From: Jakub Kicinski <kuba@kernel.org>
To: mmyangfl@gmail.com
Cc: Jakub Kicinski <kuba@kernel.org>,
netdev@vger.kernel.org, andrew@lunn.ch, olteanv@gmail.com,
davem@davemloft.net, edumazet@google.com, pabeni@redhat.com,
linux-kernel@vger.kernel.org
Subject: Re: [PATCH net-next] net: dsa: yt921x: Add limited ACL flow statistics support
Date: Sat, 13 Jun 2026 17:45:30 -0700 [thread overview]
Message-ID: <20260614004530.402503-1-kuba@kernel.org> (raw)
In-Reply-To: <20260610202508.845328-1-mmyangfl@gmail.com>
This is an AI-generated review of your patch. The human sending this
email says "I thought this is a false positive and the register is
Clear-on-Read but you seem to be writing 0 to it when allocating."
---
net: dsa: yt921x: Add limited ACL flow statistics support
This commit adds .cls_flower_stats() support to the yt921x DSA driver,
backed by a pool of 64 hardware flow counters configured in byte mode.

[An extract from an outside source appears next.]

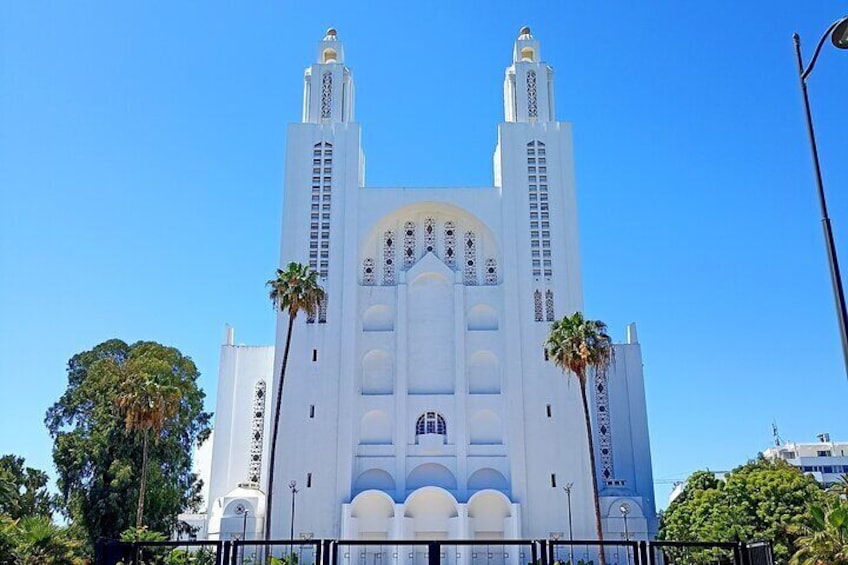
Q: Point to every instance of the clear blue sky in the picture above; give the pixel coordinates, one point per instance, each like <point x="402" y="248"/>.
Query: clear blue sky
<point x="141" y="166"/>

A counter is allocated at rule-install time and read on demand via
yt921x_acl_stat().
> diff --git a/drivers/net/dsa/yt921x.c b/drivers/net/dsa/yt921x.c
> index 159b16606f6c..7919afcb8136 100644
> --- a/drivers/net/dsa/yt921x.c
> +++ b/drivers/net/dsa/yt921x.c
> @@ -373,6 +373,11 @@ yt921x_regs_clear_bits(struct yt921x_priv *priv, u32 reg, const u32 *masks,
> return yt921x_regs_write(priv, reg, vs, num_regs);
> }
>
> +static int yt921x_reg64_read(struct yt921x_priv *priv, u32 reg, u32 *vals)
> +{
> + return yt921x_regs_read(priv, reg, vals, 2);
> +}
> +
[Low]
yt921x_reg64_read() reads the 64-bit FLOWSTATn_STAT register as two
independent 32-bit transactions, one for each word, and combines them
in yt921x_acl_stat() with:
*statp = ((u64)vals[1] << 32) | vals[0];
The hardware counter is live and can increment between the two reads.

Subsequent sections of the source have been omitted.